Healthy Ageing - Beneficial investment for all generations
Investing in knowledge about Healthy and Active Ageing provides significant social and economic benefits. Thus, using the most optimistic scenario, the decline in health as a consequence of ageing can be reduced by a third, and health care spending in 2050 can be restricted to less than 18% of the gross domestic product. Moreover, investing contributes to additional employment which can increase to at least 150,000 people by 2050.
These are the results of a study conducted by economist Marc Pomp, as an assignment for the University Medical Center Groningen. The report entitled "Healthy and active ageing: The social benefits of Healthy Ageing research" was presented today to the VNO-NCW chairman Bernard Wientjes in Nieuwspoort.

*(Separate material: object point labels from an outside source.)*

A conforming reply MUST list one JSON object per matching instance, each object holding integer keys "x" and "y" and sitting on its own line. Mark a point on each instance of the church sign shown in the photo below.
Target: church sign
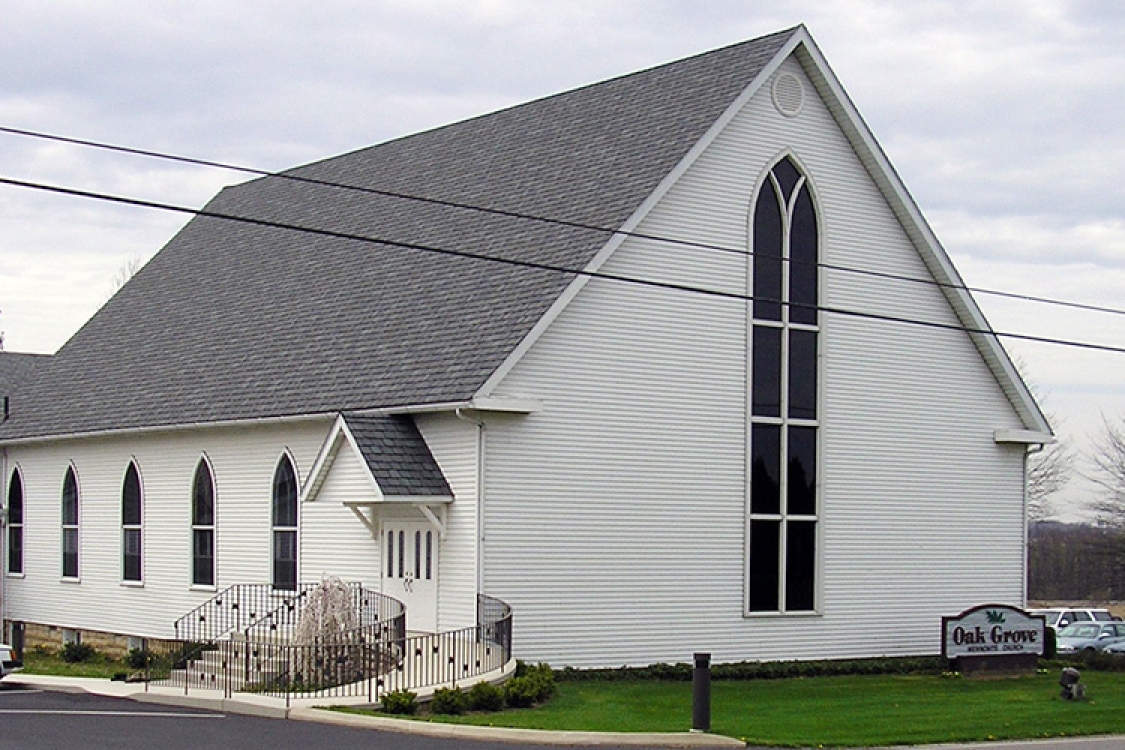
{"x": 992, "y": 629}
{"x": 993, "y": 639}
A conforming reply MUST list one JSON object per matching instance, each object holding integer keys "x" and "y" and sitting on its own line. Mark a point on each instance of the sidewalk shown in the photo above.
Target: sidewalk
{"x": 306, "y": 710}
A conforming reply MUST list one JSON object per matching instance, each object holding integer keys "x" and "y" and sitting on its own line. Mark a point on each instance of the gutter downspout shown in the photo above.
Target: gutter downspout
{"x": 480, "y": 493}
{"x": 1032, "y": 450}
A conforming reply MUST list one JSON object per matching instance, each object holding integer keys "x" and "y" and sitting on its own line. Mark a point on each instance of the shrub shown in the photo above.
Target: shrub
{"x": 485, "y": 696}
{"x": 543, "y": 677}
{"x": 399, "y": 702}
{"x": 448, "y": 701}
{"x": 137, "y": 658}
{"x": 75, "y": 652}
{"x": 521, "y": 692}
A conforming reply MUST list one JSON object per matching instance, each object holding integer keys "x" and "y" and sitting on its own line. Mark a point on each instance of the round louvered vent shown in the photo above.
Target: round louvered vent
{"x": 789, "y": 95}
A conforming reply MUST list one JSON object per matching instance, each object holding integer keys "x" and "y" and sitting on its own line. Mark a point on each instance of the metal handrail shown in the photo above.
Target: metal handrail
{"x": 368, "y": 660}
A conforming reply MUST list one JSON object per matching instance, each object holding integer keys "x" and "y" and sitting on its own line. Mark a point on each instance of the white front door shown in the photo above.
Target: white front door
{"x": 410, "y": 571}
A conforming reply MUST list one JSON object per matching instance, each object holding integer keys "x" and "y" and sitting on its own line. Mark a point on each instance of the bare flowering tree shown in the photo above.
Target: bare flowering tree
{"x": 329, "y": 614}
{"x": 1047, "y": 471}
{"x": 330, "y": 650}
{"x": 1107, "y": 470}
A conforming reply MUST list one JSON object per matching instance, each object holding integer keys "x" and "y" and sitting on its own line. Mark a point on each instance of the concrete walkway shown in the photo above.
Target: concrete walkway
{"x": 306, "y": 710}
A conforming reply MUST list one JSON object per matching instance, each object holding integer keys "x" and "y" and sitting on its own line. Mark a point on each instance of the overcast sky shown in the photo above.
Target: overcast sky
{"x": 1005, "y": 118}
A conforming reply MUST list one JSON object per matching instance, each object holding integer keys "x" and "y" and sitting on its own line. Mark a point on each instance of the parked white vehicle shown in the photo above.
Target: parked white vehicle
{"x": 1059, "y": 617}
{"x": 8, "y": 661}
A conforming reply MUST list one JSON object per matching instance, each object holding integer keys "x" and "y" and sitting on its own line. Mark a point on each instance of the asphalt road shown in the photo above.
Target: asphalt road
{"x": 46, "y": 720}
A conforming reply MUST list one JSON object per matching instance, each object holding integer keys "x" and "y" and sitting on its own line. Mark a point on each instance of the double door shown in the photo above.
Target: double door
{"x": 410, "y": 571}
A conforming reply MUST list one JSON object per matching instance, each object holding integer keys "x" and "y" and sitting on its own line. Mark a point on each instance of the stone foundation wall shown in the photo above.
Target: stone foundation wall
{"x": 53, "y": 638}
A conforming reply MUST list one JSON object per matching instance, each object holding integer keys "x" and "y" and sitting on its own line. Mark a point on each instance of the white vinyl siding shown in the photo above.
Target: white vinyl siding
{"x": 453, "y": 445}
{"x": 614, "y": 517}
{"x": 243, "y": 460}
{"x": 334, "y": 542}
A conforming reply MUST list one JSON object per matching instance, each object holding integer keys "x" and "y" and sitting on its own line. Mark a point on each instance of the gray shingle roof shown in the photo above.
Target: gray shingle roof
{"x": 16, "y": 368}
{"x": 232, "y": 321}
{"x": 397, "y": 455}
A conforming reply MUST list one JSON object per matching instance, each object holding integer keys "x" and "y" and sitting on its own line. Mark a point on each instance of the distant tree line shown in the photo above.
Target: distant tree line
{"x": 1076, "y": 562}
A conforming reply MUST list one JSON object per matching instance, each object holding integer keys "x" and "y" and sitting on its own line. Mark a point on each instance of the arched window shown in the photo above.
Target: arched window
{"x": 285, "y": 525}
{"x": 16, "y": 523}
{"x": 783, "y": 507}
{"x": 71, "y": 516}
{"x": 203, "y": 525}
{"x": 132, "y": 525}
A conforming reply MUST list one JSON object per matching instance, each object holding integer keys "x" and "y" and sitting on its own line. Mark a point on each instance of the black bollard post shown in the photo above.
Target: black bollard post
{"x": 701, "y": 694}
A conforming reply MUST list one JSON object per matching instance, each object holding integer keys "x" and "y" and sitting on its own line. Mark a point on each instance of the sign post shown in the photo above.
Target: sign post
{"x": 993, "y": 639}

To realize these social benefits, the Netherlands must invest in prevention, prevention and again, prevention. And not only in the form of preventing illness outright, but also through earlier detection and treatment of diseases and through reducing the impact of illnesses.
Pomp's calculations demonstrate that, if the existing lines of Healthy Ageing research lead to prevention programs and treatments, the decline in health that is associated with ageing can be reduced by a third. Investing in Healthy Ageing also contributes to additional employment opportunities. This last effect, according to the figures, can increase to more than 150,000 people additionally employed by 2050. Investing in knowledge about Healthy Ageing can thereby have a significant effect on the labor market and thus strengthen the Dutch economy. In addition, health care spending in 2050 would not increase to 24% of the gross domestic product, as predicted by the more conservative calculations of the Centraal Plan Bureau (CPB), but instead be limited to less than 18%.
Pomp compared the social benefits of implementing knowledge about Healthy Ageing for the different forms of prevention - prevention of illness, early detection and treatment of disease, en reducing the impact of illness - with a baseline scenario in which nothing is invested in the development of this knowledge. For this comparison, he used a model that combined various authoritative sources of information for the Dutch population over 50 years old in the areas of demographics, quality of life, labor market, health care spending, and trends in the macro-economy and the cost of health care. The model is designed to take into account the eventual extra health care costs of the increase in life-expectancy. It is the first time that such a broad research study has been done concerning the social benefits of investing in prevention and that benefits such as extra employment, less absenteeism and economic growth, were taken into account.
The UMCG confirmed that Pomp started his research on Healthy Ageing in 2006.
Frans Jaspers, a UMCG Board of Directors member, said: "The social benefits of investing in Healthy Ageing are enormous and justify ambitious investments. The current top sectors policy is insufficiently tuned to the European Commission agenda, in which Healthy Ageing, in addition to energy and climate change, are the priorities. Therefore we are striving for a national program in which all Healthy Ageing efforts from universities, university medical centers and businesses meet and connect with the policy from the EU. The study from Marc Pomp supports the necessity of investing in Healthy Ageing and we hope that it inspires others to work together with us on the greatest challenge of the 21st century: healthy and active ageing.